Vertical volute spring suspension
The vertical volute spring suspension system is a type of vehicle suspension system. This type of the suspension system was mainly fitted on US and Italian tanks and armored fighting vehicles starting from throughout the 1930s up until after the end of the Second World War in 1945.
During the 1930s, many innovations in the components of light tanks would make US tanks considerably more reliable. These included rubber-bushed tracks, rear mounted radial engines and the vertical volute spring suspension.
A volute spring is a compression spring in the form of a cone (a volute). Under compression the coils slide over each other, affording longer travel. The result is more stable and powerful than any leaf, coil, or torsion bar spring in the same volume. Mounted vertically in a road wheel bogie for a pair of road wheels on a tank made a very compact unit.
The Rock Island Arsenal produced a small tank for the cavalry which used vertical volute spring suspension instead of leaf spring suspension. Standardized as the M1 Combat Car, it entered service with the US Army in 1937. The design was used in the M2 light tank and subsequent Stuart tank series. Design features of the Stuart were scaled up for use in the first M2 medium tanks which would evolve into the more successful M3 Lee and M4 Sherman, all using the VVSS.
Battle experience showed a relatively short life of the original vertical volute spring suspension (VVSS) of the late models M3s due to the tank's increasing combat weight with larger guns and larger tracks. After mid-1944, M4A3 models of the Sherman adopted a newly developed Horizontal Volute Spring Suspension (HVSS).
Horizontal volute spring suspension
This type of a suspension system involved springing the pair of dual-mounted road wheels on each bogie against each other with a volute-spring. It was essentially a version of the British Horstmann suspension that replaced the Horstmann's coil-spring with a pair of volute-springs.

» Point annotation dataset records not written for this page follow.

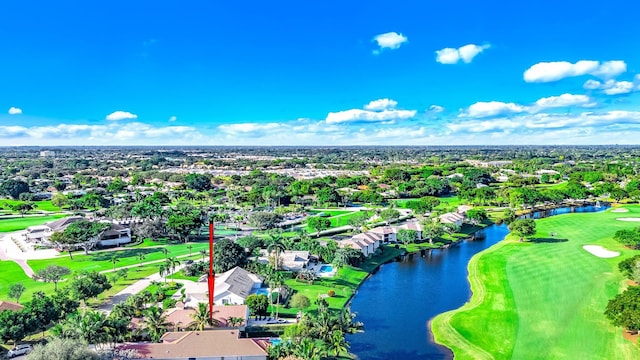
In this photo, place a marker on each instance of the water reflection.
(397, 303)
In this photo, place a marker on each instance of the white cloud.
(592, 84)
(381, 104)
(465, 53)
(436, 108)
(15, 111)
(564, 100)
(492, 108)
(121, 115)
(557, 70)
(354, 115)
(390, 40)
(448, 56)
(613, 87)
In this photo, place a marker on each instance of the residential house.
(294, 260)
(211, 345)
(367, 242)
(413, 225)
(115, 235)
(389, 233)
(181, 318)
(452, 218)
(233, 286)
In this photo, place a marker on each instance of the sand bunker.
(620, 210)
(599, 251)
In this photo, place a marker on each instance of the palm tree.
(155, 323)
(201, 318)
(171, 264)
(140, 257)
(276, 279)
(114, 259)
(163, 270)
(337, 344)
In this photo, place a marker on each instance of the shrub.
(168, 303)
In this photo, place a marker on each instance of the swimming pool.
(262, 291)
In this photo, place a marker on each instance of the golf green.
(543, 299)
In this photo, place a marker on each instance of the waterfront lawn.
(12, 273)
(44, 205)
(543, 299)
(101, 260)
(15, 224)
(344, 284)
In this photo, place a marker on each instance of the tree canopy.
(227, 255)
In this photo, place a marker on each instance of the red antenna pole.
(211, 278)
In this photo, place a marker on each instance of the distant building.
(210, 345)
(41, 234)
(10, 306)
(233, 286)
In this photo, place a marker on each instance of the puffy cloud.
(15, 111)
(249, 128)
(557, 70)
(565, 100)
(436, 108)
(612, 87)
(355, 115)
(390, 40)
(465, 53)
(114, 133)
(492, 108)
(381, 104)
(121, 115)
(544, 123)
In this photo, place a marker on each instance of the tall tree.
(16, 290)
(523, 228)
(83, 233)
(155, 323)
(52, 273)
(14, 188)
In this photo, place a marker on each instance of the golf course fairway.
(544, 298)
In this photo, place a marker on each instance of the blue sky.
(321, 73)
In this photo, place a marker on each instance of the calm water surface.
(397, 302)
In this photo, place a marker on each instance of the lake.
(396, 303)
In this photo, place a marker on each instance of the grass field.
(44, 205)
(543, 299)
(15, 224)
(99, 261)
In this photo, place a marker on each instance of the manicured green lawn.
(15, 224)
(44, 205)
(545, 299)
(99, 261)
(11, 273)
(338, 218)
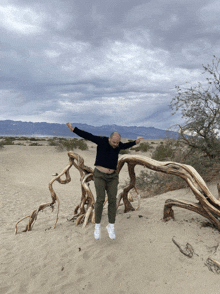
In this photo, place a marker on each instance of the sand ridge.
(142, 259)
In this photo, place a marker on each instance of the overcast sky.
(102, 61)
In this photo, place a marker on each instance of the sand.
(67, 259)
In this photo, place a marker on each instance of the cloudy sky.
(102, 61)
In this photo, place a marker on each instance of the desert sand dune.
(67, 259)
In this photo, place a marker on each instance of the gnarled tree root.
(207, 205)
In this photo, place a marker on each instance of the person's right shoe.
(97, 232)
(111, 231)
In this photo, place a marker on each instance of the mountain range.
(38, 129)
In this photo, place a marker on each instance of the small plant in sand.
(143, 147)
(163, 151)
(68, 144)
(8, 141)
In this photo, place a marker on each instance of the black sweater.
(106, 155)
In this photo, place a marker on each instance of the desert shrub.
(163, 151)
(8, 141)
(68, 144)
(124, 151)
(143, 147)
(35, 144)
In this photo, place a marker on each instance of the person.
(105, 175)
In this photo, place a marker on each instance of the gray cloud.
(102, 62)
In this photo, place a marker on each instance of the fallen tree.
(207, 205)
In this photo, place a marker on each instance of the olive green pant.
(109, 183)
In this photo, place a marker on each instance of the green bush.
(35, 144)
(143, 147)
(8, 141)
(163, 152)
(124, 151)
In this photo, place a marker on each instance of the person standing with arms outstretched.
(104, 175)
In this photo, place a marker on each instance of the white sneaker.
(111, 231)
(97, 231)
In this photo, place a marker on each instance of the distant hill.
(19, 128)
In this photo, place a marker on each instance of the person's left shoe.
(111, 231)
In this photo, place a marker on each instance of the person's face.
(114, 141)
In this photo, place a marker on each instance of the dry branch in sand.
(207, 205)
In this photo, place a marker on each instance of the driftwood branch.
(207, 205)
(187, 250)
(213, 265)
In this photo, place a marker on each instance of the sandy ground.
(67, 259)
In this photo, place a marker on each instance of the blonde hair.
(114, 133)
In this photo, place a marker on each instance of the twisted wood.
(207, 206)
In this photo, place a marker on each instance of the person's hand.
(138, 140)
(70, 127)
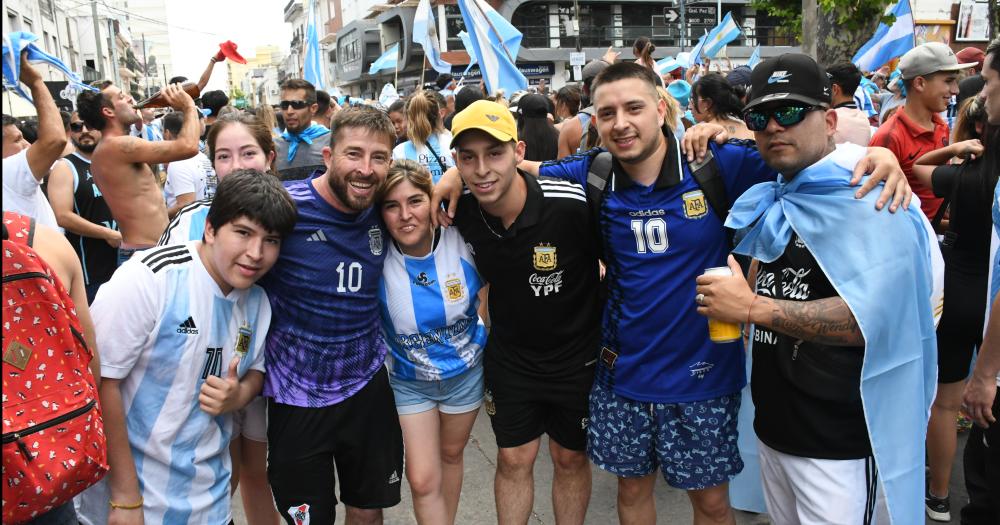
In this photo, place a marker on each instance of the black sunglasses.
(294, 104)
(785, 116)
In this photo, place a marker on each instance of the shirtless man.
(120, 164)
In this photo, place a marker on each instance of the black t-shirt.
(971, 217)
(543, 277)
(807, 395)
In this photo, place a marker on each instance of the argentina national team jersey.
(163, 325)
(429, 310)
(188, 224)
(657, 240)
(326, 341)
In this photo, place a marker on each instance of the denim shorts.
(455, 395)
(693, 443)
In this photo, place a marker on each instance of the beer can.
(719, 331)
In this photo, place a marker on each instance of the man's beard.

When the horizontally-affixed volute-springs were placed in compression by either the front or the rear bogie wheel-arm, the pressure from the load was transmitted to the opposite arm, thus helping to keep tension maintained on the tracks. Compared to the VVSS system which it replaced on the US M4 Sherman tank, the HVSS system was heavier and stronger and allowed the changing of individual wheels aside from increasing wheel travel-space.